According to Cheshire, “Love cannot exist where liberty is tarnished, and liberty dies when we forget how to love.” Instead of the usual political readings of 1984 and Anthem, this article approaches them through the lens of a steamy romance. Or at least, as steamy as the overlords would allow.
3. Émile Durkheim’s Suicide: A Study in Sociology by Beatriz Santos
Santos revisits Durkheim’s concept of “fatalistic suicide” and questions whether it was ever merely theoretical. By connecting his 19th-century framework to real historical and modern cases of extreme regulation and oppression, this article offers a compelling reflection on how classical sociology applies to the modern world.
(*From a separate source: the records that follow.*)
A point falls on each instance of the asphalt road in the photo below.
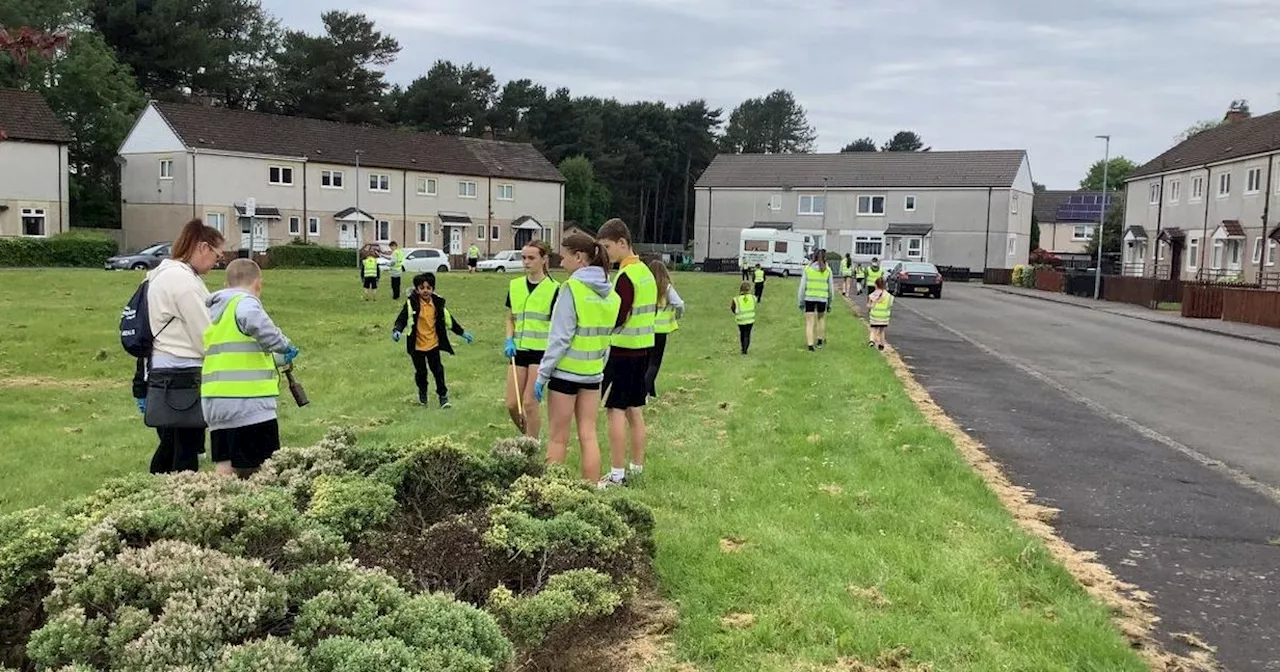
(1160, 446)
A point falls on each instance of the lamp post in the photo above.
(1102, 218)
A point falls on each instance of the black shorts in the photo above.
(624, 379)
(529, 357)
(246, 447)
(568, 387)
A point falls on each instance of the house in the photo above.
(968, 209)
(330, 183)
(33, 176)
(1206, 209)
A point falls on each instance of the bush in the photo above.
(65, 250)
(302, 255)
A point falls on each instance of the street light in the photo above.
(1102, 218)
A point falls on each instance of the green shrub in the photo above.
(65, 250)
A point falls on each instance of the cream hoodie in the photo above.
(178, 293)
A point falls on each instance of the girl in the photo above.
(583, 321)
(671, 309)
(880, 305)
(744, 312)
(529, 323)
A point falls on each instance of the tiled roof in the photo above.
(995, 168)
(219, 128)
(26, 115)
(1230, 140)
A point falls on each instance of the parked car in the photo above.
(507, 260)
(914, 278)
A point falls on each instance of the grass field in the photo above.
(807, 511)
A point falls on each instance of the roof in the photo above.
(26, 115)
(1232, 140)
(318, 140)
(995, 168)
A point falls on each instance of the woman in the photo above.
(176, 304)
(583, 321)
(670, 310)
(529, 323)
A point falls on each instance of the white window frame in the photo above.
(280, 172)
(813, 200)
(871, 206)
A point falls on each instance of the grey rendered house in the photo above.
(968, 209)
(330, 183)
(33, 174)
(1206, 209)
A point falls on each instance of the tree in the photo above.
(773, 124)
(860, 145)
(1118, 170)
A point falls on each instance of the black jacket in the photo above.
(410, 321)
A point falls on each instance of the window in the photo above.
(32, 222)
(812, 205)
(330, 179)
(279, 176)
(871, 205)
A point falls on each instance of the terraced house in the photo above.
(330, 183)
(1206, 209)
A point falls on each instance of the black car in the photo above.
(914, 278)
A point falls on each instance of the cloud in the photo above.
(977, 74)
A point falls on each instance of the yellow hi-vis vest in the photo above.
(533, 312)
(744, 309)
(236, 365)
(817, 284)
(595, 319)
(639, 329)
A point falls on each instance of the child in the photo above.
(238, 379)
(880, 305)
(671, 309)
(743, 306)
(629, 352)
(428, 336)
(583, 321)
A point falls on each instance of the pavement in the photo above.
(1157, 443)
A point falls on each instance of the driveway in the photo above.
(1160, 444)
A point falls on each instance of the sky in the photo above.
(1045, 76)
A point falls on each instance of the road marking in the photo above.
(1240, 478)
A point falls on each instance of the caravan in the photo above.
(778, 252)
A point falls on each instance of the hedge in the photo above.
(67, 250)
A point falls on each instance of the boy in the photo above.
(428, 336)
(238, 378)
(629, 351)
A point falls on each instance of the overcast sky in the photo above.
(1045, 76)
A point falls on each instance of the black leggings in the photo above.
(650, 374)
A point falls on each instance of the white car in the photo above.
(504, 261)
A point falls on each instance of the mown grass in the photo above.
(849, 525)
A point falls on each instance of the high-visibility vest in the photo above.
(639, 329)
(882, 309)
(817, 284)
(595, 319)
(236, 365)
(533, 312)
(744, 309)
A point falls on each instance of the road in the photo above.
(1160, 446)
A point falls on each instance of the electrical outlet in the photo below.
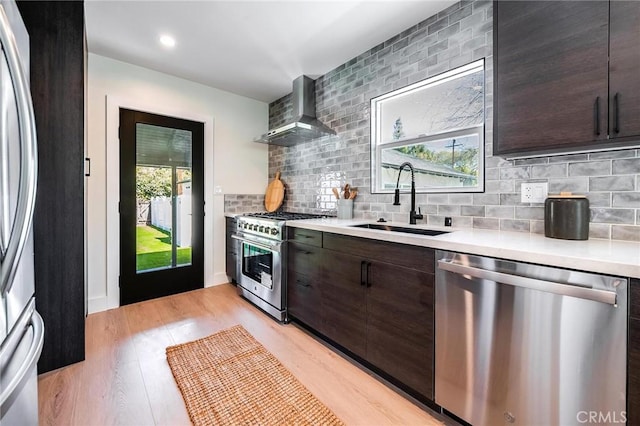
(534, 192)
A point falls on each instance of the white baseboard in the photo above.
(98, 304)
(218, 278)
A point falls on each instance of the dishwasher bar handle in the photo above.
(531, 283)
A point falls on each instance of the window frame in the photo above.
(479, 129)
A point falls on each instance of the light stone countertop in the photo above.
(619, 258)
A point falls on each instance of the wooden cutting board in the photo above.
(275, 194)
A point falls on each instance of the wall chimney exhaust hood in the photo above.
(304, 126)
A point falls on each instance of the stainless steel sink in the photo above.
(392, 228)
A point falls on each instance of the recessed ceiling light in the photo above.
(167, 40)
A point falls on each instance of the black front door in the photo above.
(161, 205)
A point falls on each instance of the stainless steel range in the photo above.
(262, 260)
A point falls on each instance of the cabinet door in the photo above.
(551, 75)
(304, 259)
(624, 69)
(343, 301)
(633, 355)
(304, 299)
(400, 324)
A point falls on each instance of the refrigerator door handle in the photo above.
(28, 160)
(29, 318)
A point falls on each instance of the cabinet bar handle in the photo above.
(616, 118)
(302, 283)
(596, 116)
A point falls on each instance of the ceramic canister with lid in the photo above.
(566, 216)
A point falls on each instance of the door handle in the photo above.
(616, 113)
(530, 283)
(596, 116)
(30, 318)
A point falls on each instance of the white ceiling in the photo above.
(251, 48)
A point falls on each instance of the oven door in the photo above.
(260, 267)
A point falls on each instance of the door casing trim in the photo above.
(113, 105)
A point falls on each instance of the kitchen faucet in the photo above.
(396, 200)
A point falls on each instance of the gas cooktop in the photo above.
(284, 215)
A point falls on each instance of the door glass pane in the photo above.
(163, 192)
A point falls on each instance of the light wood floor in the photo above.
(125, 379)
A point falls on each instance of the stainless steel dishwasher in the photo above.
(529, 345)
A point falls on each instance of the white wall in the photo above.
(232, 160)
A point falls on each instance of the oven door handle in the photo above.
(272, 247)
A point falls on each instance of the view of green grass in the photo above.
(153, 249)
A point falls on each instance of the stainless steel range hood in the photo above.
(305, 126)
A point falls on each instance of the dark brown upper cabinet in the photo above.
(552, 71)
(624, 69)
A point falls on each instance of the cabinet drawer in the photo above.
(304, 259)
(303, 299)
(305, 236)
(415, 257)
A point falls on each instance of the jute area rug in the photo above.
(229, 378)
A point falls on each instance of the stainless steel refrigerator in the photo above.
(21, 328)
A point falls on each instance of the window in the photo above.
(438, 126)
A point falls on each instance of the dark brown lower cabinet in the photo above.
(344, 308)
(400, 324)
(633, 355)
(303, 282)
(372, 298)
(303, 296)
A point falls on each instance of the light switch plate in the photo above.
(534, 192)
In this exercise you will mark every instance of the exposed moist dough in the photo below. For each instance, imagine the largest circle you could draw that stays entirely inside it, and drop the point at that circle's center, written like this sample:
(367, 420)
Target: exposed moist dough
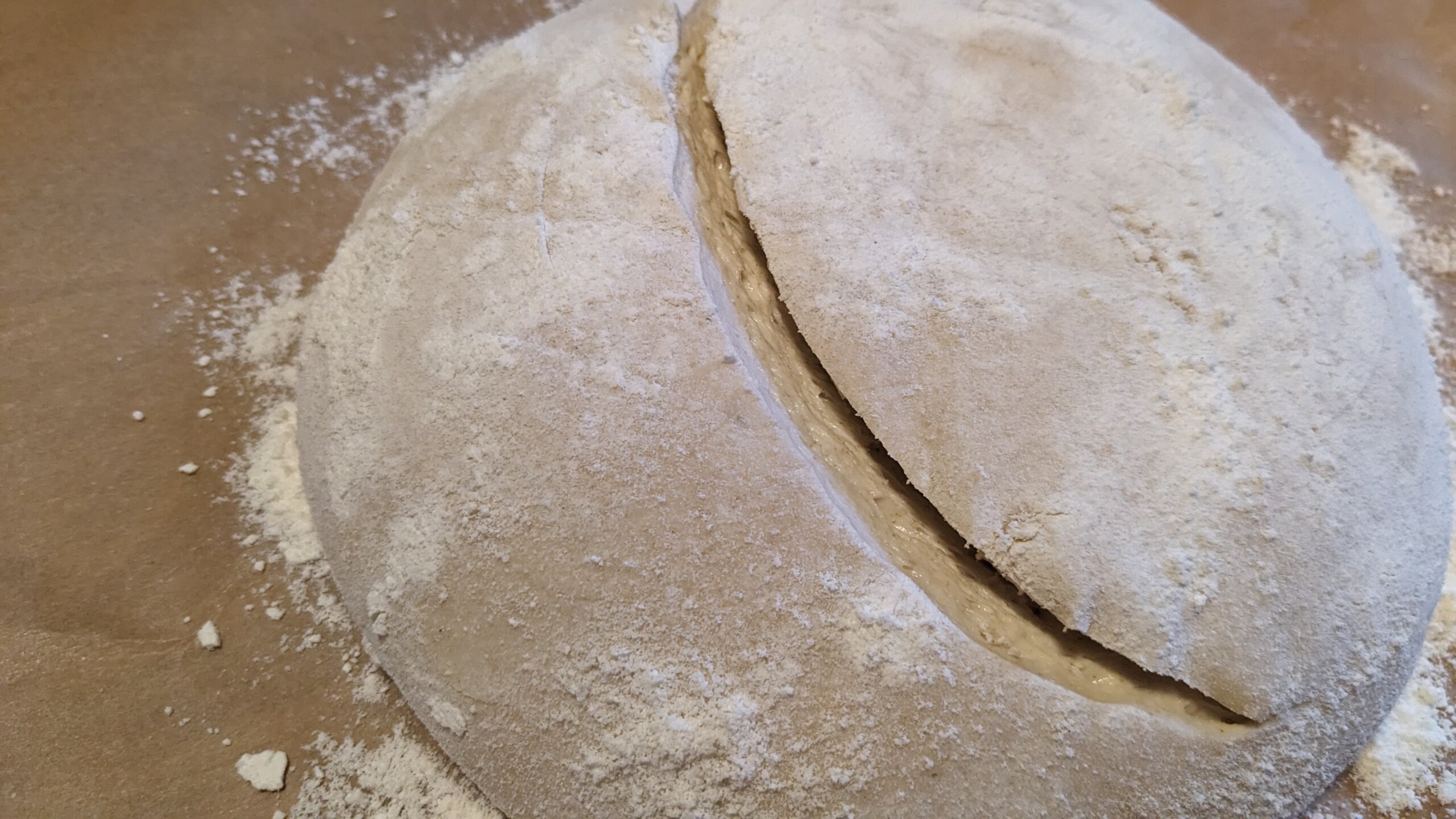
(1114, 315)
(899, 519)
(528, 454)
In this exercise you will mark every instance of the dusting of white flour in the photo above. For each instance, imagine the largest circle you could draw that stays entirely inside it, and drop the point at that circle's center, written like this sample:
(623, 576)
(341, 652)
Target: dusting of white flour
(251, 325)
(399, 779)
(254, 322)
(1411, 757)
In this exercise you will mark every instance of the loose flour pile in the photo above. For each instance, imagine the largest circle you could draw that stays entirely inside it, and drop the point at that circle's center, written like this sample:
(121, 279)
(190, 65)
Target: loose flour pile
(248, 330)
(251, 327)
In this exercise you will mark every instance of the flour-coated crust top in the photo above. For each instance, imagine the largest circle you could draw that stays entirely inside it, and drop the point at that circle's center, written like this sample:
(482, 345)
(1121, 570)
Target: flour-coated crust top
(601, 568)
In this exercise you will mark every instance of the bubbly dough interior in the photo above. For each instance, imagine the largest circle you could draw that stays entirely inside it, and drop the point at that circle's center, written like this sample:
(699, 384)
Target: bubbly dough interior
(913, 534)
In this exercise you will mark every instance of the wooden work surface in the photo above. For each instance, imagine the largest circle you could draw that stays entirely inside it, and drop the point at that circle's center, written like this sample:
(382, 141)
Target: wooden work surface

4. Minecraft Proves Hayek’s “Knowledge Problem” Right by Ilia Zhuzhunashvili
What does a video game have to do with economics? If you’re familiar with Hayek’s knowledge problem, the answer is “everything”.
Zhuzhunashvili shows how Minecraft players, using decentralized knowledge, consistently build better systems than any top-down planner ever could. That’s why we need to “trust the spontaneous, creative, and emergent order of free individuals to solve their own problems.”
5. The Ethics of Scarcity: Why Voluntary Plasma Systems Are Failing by Victor Silva Do Prado
The road to hell is paved with good intentions and Canada’s ban on paid plasma donations is a case in point. This article argues that the current system is ethically inconsistent, economically flawed, and practically unsustainable. A must-read for anyone interested in healthcare policy, ethics, or pragmatic reform.